I don't think this is going to be a problem for a buyer.
Quote:
Issue #1 Disclosure of litigation details to your buyers
It’s imperative to tell potential buyers about it. Failure to disclose the fact that can lead to a secondary lawsuit post-closing from the buyer for misrepresentation. In this case, the PAC would have to disclose the the details of the not so successful PAC Network.
I think everybody already knew that.
To be exact, everybody knows the financial disaster that is the PAC 12 Networks. If the PAC is going to get any money for the studios and talent and graphics and whatnot, then they have to turn over the detailed P12N financials anyway.
Quote:So much for selling the network, they will have to give it away for free.
I think everybody already knows this--but maybe it's that everyone outside
PAC12 HQ and Larry Scott's retirement house knows this.

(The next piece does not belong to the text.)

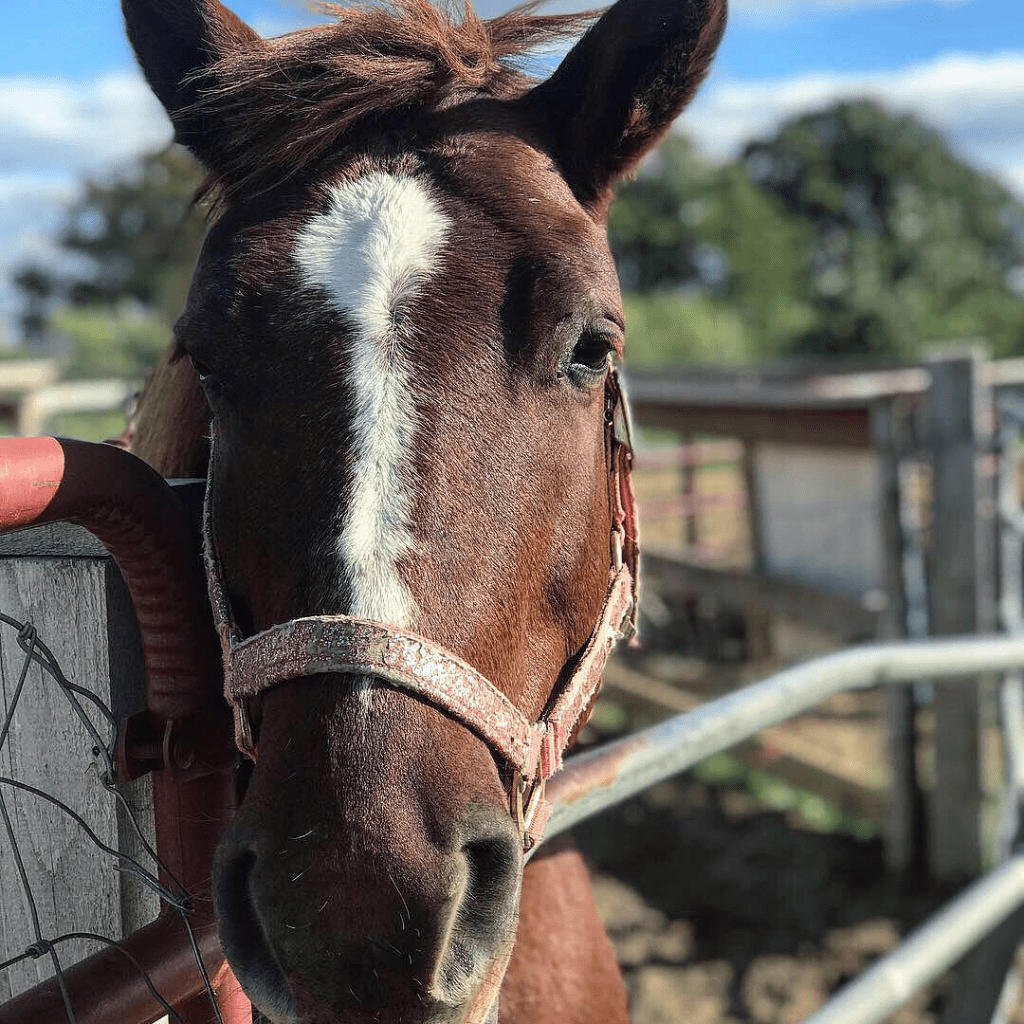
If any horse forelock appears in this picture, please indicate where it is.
[190,0,595,204]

Quote:Issue #2 Anticipation of a lower price offering
Business valuation is incredibly inconvenient because, following valuation, most owners will have already worked out a reasonably just price for the business. Unfortunately, an existing legal problem will give investors leverage to drive down the price.

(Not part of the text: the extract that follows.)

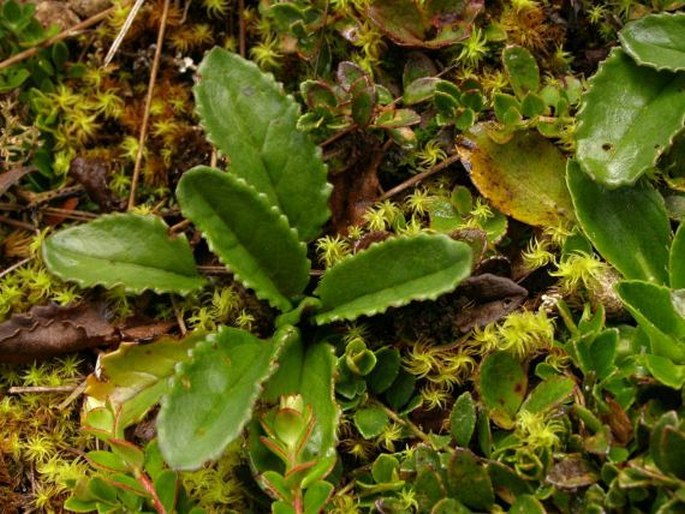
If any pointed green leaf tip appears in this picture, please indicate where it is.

But it's not really a legal PROBLEM. IT's that Dish Network owes PAC 12 Networks Inc a bunch of money.
Quote:Issue #3 Be aware of your seller’s responsibilities
If you want a smoother selling experience, it’s key to be aware of your responsibilities as a seller. Some of your responsibilities involve acting in good faith with your buyer, being truthful, and being fair. Responsibilities also cover the preparation of company documents and transactional records – including any and all previous legal history.
Yeah I don't think that's a problem.
Quote:The PAC Network is a dumpster fire and I am not so sure they want to share how mismanaged it has been.
Everybody knows it's a dumpster fire. IT's not like it's unprofitable because LArry Scott was wasting the money on cocaine and hookers, it's unprofitable either because they spend too much money on Olympics-level broadcasts of water polo matches, or because they can't get anyone to carry the network, or both.
All of those problems can be as embarrassing as you can possibly imagine, and it's not Kliavkoff's problem. "Prepare three envelopes."
Quote:Issue #4 Where does buyer due diligence fit in?
Every buyer should conduct due diligence on the business they’re interested in.
OK, so this is why we here that Amazon and ESPN will not over pay! The PAC12 is in a pickle
ESPN and Amazon were going to overpay or not overpay based on their strategies, the details of the value of the PAC content, etc.
The fact that Pac 12 Networks is suing Dish Network for money owed doesn't move the needle on that.
Quote:Issue #5 Factor associated damages to the business
A lawsuit can do all kinds of damage to a business. From affecting your bottom line to tarnishing your brand reputation. Other downsides of litigation are:
A decrease in company value
A negative perception by industry peers
that negative perception is already baked in the cake for PAC 12 Networks Inc.
Quote:So, to answer the question I asked at the beginning, can you sell during a lawsuit? Yes, I agree with you, probably not wise to do so.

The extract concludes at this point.